I’m using the Rust compiler
cargo which is built on LLVM
I got my system calls down to 314 instructions at 2290 cycles (~7.16us @ 320MHz). The context switch as far as re-configuring the PMP registers came in at about 5k cycles which is ~16us @ 320 MHz. I don’t really need a context switch in my programming, and a real switch would be more involved then just changing the PMP configs and addresses. I was just curious.
That seems like a surprising mismatch between instructions and cycles.
I wonder if the code is reading constants out of the SPI flash – including such things as virtual function dispatch tables, if Rust has those. It’s really really slow to read data from the flash as there is no dcache.
I don’t know how Rust sets things up … or Metal for that matter … but in the old sdk there is a setting at line 84 in https://github.com/sifive/freedom-e-sdk/blob/v1_0/bsp/env/freedom-e300-hifive1/init.c:
// Div = f_sck/2 SPI0_REG(SPI_REG_SCKDIV) = 8;
With the 8 setting and a 256 MHz main clock it runs the SPI at 32 MHz which is excessively slow for loading code from flash to icache, but more importantly for loading constant data. The flash spec says it can run at 133 MHz. For my own use at 256 MHz I change the setting to 2 (as in the comment) to run the flash at 128 MHz. Maybe for 320 MHz you’d need to use 3, giving 107 MHz. Also, I think the flash is quad SPI but is only being run at single.
If you can find where this is set up in Rust then maybe you can experiment with this and it might make your code much faster.
Or else make sure you’re not doing any data loads from the flash memory range by moving any frequently accessed constant data to RAM – you can get the linker to do this, or else simply declaring it non-constant will do it too.

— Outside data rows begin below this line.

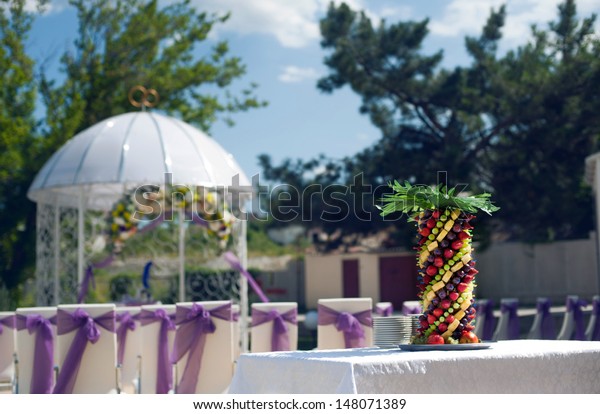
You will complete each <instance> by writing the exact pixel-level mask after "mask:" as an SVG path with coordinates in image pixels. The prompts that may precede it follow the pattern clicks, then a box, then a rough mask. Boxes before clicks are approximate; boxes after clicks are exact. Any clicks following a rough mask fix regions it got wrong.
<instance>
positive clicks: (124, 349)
mask: <svg viewBox="0 0 600 414" xmlns="http://www.w3.org/2000/svg"><path fill="white" fill-rule="evenodd" d="M138 315H139V314H138ZM136 319H138V318H137V315H135V316H132V315H131V314H130V313H129V312H127V311H125V312H123V313H120V314H118V315H117V317H116V320H117V322H119V327H118V328H117V345H118V346H117V363H118V364H119V365H123V356H124V355H125V343H126V342H127V332H129V331H135V328H136V322H135V321H136Z"/></svg>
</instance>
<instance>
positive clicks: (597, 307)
mask: <svg viewBox="0 0 600 414" xmlns="http://www.w3.org/2000/svg"><path fill="white" fill-rule="evenodd" d="M592 306H593V308H592V316H594V315H595V316H596V323H595V324H594V326H592V336H591V338H590V341H600V298H597V297H596V298H594V301H593V302H592Z"/></svg>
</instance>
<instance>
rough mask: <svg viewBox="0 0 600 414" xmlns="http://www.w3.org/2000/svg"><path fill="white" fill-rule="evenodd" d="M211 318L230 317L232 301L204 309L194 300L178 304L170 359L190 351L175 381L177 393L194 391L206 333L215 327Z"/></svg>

I believe the cycle disparity is definitely flash/cache related, but really it is above my pay-grade at this point. There is a rust e310x and e310x-hal crate, but most of it looks like something that came from the Roswell crash site. https://github.com/riscv-rust/e310x/blob/master/src/common/qspi0/sckdiv.rs
I might get to that level one day For now, it works the way I need it to.
I may have not run enough iterations when timing my system calls. I rewrote the program slightly, and made sure I used the release profile. 1000 iterations came back as 134 instructions and 194 cycles. That makes much more sense
I also added a i2c temp sensor, PCT2075, and read the temperature several times in machine mode then from u mode with system calls. With optimizations, u-mode came back as only 100 cycles more per read
That is much more in line with what I’d expect.
Measuring cycles is tricky. You have to make sure to pre-run all the code you’re measuring – including the measuring code itself.